Так ли жалок был вид жилища Фрея или Маликов «сгустил краски», вспоминая свой приезд в «La progressive», но результат знакомства был иной, чем планировалось: «Вместо того чтобы примкнуть к этой колонии, эмигранты пригласили Фрея к себе и основали поблизости коммуну» [41,650]. Вряд ли все дело в бедности Фрея или его неумении поставить дело. Георгий Мачтет, посланец кружка «американцев», прожил в коммуне Фрея восемь месяцев и не вынес ощущения материальной запущенности Дом Фрея, в его описании, типичен для той местности и того времени) [53,203]. Иное дело — те жизненные принципы, которые исповедовал Фрей. Он считал вегетарианство и аскетизм двумя главными заповедями коммунальной жизни и те, кто считал иначе, ужиться с ним не смогли бы. Его коммуна располагала было 40 акрами «огороженной земли» то есть той что использовалась под посевы. Это 16 гектар. И четыре акра (чуть более полутора гектаров) были под виноградниками [103,354]. Даже при урожайности кукурузы ниже нижнего предела — в 20 центнеров с гектара, можно было получить более 30 тонн зерна. Всей же земли было 320 акров, то есть почти 130 гектаров. Это позволяло содержать стадо до 15 коров, столько же свиней и домашнюю птицу. Но питались коммунары в основном бобами и маленькими хлебцами из муки с отрубями и без соли [53,188]. Главное же чем Фрей оттолкнул от себя «богочеловеков» — та моральная атмосфера, которая сложилась в его коммуне: «В общине, устроенной с целью выработки идеального строя жизни, царил деспотизм «мнений и убеждений» [53,199]. Выше мы говорили о том, что, признавая в целом методы, отстаиваемые Фреем «богочеловеки» стремились к достижению несколько иных целей. В цитированном уже письме H.H. Чайковского к Д.А. Клеменцу есть одна фраза, позволяющая предположить, что настороженное отношение к тем принципам, которые стремился утвердить Фрей в своей коммуне, появились у них задолго до того, как они приехали в Кедровую долину. Вот она:
«Да, разные Фреи своими экспериментами вполне подтверждают ваше неодобрение к такого рода дрессировке людей» [92,194].

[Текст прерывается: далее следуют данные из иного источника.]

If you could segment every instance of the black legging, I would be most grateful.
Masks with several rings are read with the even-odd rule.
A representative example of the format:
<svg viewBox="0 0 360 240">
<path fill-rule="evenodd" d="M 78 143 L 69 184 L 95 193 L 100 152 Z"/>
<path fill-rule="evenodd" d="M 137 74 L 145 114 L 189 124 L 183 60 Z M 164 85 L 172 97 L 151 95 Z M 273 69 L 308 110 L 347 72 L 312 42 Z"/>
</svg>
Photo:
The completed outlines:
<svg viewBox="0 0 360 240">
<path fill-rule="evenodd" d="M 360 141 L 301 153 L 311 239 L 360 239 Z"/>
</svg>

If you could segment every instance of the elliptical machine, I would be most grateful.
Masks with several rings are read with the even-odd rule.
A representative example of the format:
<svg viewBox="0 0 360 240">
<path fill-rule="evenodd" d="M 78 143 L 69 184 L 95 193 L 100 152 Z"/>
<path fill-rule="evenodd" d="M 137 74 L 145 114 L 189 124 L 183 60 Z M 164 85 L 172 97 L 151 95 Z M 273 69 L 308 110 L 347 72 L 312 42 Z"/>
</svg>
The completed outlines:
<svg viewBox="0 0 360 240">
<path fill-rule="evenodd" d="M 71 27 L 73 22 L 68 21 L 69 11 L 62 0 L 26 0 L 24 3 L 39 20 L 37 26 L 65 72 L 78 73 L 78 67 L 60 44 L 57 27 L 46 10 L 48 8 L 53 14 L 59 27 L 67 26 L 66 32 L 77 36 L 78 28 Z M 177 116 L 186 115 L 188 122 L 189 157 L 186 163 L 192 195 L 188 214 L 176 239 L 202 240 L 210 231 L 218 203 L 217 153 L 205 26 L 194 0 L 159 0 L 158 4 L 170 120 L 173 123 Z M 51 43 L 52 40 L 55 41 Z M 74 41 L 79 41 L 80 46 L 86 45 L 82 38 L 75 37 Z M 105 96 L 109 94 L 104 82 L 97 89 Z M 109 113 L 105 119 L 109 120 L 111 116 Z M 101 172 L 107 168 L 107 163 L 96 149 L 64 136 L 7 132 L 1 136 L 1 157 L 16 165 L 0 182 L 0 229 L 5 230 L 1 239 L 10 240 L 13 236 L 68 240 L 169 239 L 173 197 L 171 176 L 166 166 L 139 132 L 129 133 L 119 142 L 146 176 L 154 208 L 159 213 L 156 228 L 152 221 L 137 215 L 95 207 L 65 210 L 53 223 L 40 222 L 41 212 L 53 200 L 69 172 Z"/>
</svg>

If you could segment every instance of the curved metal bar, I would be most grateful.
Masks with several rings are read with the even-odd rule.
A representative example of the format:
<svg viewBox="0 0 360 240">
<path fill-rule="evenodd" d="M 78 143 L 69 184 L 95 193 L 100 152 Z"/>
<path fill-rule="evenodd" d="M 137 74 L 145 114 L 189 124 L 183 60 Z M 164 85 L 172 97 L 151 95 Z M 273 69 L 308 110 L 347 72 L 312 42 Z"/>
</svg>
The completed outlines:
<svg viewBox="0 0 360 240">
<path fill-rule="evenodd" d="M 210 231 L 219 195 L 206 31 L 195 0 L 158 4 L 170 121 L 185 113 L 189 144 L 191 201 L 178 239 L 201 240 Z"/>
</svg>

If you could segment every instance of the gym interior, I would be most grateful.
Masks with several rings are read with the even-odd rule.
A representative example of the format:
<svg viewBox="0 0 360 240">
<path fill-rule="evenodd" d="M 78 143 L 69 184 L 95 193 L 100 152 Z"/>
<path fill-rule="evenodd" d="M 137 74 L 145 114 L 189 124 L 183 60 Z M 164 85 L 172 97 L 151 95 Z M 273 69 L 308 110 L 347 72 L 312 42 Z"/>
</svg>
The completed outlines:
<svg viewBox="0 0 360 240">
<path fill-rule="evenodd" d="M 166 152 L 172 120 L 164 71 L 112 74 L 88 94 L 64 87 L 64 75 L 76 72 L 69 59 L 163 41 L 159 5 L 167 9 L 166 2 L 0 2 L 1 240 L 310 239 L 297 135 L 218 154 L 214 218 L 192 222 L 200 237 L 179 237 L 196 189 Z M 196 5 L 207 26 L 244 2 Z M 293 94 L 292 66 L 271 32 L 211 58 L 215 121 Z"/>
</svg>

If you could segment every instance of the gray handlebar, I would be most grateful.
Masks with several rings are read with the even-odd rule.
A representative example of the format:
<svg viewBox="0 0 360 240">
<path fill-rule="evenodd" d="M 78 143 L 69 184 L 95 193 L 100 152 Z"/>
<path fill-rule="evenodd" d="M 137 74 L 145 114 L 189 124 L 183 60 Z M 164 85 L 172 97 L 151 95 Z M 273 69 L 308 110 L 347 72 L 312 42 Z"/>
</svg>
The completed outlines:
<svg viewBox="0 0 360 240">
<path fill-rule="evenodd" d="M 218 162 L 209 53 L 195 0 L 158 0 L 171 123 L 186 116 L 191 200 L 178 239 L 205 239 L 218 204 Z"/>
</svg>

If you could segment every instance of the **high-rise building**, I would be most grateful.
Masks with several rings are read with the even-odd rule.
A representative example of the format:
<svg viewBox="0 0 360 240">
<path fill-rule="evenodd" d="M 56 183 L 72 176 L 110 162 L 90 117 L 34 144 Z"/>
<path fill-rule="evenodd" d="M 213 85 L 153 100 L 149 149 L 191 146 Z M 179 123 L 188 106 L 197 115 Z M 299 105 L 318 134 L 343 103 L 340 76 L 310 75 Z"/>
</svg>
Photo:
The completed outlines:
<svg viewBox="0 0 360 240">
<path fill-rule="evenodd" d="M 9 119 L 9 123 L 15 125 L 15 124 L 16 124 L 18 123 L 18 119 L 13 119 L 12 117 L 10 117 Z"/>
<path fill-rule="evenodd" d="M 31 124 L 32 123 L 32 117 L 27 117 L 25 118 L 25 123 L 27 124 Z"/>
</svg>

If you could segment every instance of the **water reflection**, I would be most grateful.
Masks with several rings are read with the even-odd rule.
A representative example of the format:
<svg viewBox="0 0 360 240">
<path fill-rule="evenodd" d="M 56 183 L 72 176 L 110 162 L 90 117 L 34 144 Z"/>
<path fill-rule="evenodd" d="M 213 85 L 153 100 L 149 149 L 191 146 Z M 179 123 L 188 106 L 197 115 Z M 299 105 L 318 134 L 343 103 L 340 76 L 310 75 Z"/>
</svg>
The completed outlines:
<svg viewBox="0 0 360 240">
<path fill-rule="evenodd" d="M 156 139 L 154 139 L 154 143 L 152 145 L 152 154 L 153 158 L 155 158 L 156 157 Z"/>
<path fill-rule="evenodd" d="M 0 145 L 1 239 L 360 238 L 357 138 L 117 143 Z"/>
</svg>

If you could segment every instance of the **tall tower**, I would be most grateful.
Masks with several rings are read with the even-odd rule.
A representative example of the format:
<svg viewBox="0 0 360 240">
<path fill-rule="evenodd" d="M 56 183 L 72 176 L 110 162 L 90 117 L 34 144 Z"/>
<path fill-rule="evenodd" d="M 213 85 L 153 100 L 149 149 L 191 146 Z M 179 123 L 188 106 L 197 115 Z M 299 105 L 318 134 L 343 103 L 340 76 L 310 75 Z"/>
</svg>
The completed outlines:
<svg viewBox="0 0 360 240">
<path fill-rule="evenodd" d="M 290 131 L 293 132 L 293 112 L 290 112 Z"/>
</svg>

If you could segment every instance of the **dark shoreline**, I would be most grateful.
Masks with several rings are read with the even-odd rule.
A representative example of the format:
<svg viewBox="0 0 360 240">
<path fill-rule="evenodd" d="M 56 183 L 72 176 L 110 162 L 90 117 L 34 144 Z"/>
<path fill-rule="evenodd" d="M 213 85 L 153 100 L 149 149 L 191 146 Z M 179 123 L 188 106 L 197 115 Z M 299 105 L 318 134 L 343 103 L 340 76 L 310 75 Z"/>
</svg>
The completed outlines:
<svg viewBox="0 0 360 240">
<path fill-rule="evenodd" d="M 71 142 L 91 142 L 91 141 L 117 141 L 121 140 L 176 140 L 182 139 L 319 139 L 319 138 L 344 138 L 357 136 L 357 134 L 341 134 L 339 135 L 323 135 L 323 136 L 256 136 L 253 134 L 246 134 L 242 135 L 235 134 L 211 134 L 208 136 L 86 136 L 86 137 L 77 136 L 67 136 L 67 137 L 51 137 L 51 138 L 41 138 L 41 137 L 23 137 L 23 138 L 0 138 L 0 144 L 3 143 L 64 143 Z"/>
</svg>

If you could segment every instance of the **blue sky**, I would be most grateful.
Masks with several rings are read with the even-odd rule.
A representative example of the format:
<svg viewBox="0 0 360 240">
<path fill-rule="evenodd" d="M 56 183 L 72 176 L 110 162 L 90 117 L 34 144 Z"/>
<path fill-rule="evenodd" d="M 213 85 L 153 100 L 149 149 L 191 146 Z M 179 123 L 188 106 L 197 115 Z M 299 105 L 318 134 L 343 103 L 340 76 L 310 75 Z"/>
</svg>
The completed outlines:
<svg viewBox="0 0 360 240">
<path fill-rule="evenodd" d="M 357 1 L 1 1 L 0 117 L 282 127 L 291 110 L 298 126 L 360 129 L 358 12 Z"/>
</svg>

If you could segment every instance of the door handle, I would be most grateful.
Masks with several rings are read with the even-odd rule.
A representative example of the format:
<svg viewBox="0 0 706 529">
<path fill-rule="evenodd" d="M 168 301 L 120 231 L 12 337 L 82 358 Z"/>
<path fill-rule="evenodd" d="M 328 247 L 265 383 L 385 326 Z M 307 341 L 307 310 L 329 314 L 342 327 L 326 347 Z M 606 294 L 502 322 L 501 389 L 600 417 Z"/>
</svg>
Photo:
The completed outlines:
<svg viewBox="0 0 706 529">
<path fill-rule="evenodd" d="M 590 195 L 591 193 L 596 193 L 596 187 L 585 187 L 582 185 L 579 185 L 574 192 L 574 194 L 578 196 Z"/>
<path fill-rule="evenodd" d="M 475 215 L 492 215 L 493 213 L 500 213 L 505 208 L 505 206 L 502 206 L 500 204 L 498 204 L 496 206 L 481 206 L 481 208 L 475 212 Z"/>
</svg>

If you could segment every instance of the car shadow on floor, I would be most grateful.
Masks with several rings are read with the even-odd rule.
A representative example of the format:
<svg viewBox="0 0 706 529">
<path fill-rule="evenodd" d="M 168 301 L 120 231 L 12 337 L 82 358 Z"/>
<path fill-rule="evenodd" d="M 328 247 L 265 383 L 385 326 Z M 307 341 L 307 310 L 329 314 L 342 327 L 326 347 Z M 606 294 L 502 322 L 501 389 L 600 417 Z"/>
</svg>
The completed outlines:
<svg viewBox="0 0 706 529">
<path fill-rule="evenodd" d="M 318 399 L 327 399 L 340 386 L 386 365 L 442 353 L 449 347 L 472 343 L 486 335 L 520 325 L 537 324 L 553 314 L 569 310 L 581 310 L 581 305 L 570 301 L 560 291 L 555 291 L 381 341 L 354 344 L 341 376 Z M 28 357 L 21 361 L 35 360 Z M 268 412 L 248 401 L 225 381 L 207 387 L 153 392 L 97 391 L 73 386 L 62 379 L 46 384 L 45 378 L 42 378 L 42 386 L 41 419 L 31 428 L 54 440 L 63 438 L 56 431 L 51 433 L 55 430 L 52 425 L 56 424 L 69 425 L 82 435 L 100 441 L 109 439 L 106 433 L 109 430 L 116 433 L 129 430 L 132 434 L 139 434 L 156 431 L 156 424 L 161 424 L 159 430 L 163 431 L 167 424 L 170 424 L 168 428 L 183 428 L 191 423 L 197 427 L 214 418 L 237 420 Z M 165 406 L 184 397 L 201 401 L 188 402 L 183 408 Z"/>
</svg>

Лично убедившись в том, что такая «дрессировка» действительно применяется Фреем, они решили действовать самостоятельно. Вслед за этим из Нью-Йорка в Канзас были вновь направлены «депутаты». В.И. Алексеев в своих воспоминаниях пишет: «Двое из нас, умевшие хорошо говорить по-английски, отправились с одним американцем, тоже общинником, в Канзас для покупки подходящего участка земли» [2,243]. И далее сообщает, что было куплено 160 акров с домом, двумя лошадьми и коровой — по 25 долларов за акр. За два года до этого Г.А. Мачтет наблюдал совсем иной порядок приобретения здесь земельных участков:
«Фермер должен заявить о взятой им земле, платить за нее через год после заявления (так как вся эта земля принадлежала индейцам осседжам, ушедшим дальше на юг и поручившим конгрессу продать ее) по 1 доллару 25 центов за акр, предварительно присягнув, и представив двух поручителей, что он берет ее для обработки, а не для спекуляции» [53,192].
К 1875 г. свободной земли в Каназасе уже не осталось и «богочеловекам» пришлось покупать участок разорившегося (вероятно) фермера, уже заложенный в банке, о чем мы узнаем из письма С. Клячко к Чайковскому [14-181,8]. Покупка земли, в той же самой Кедровой долине, где проживал Фрей, обошлась примерно в 4 тыс. долларов -40 % имевшегося в их распоряжении капитала. И предстояли еще траты по обзаведению хозяйством, покупке семенного материала. Но какого либо беспокойства коммунаров по поводу их будущего заметно не было. Наоборот, по их мнению, все складывалось отлично: удалось не только переехать в Америку, но и вступить во владение фермой: домом, хозяйственными постройками, плодородной землей. Настало время воплощения в жизнь их идеалов, о чем с удовольствием вспоминал В.И. Алексеев: «Жили мы в первое время дружно и радостно, поскольку нас интересовала новизна обстановки» [2,240].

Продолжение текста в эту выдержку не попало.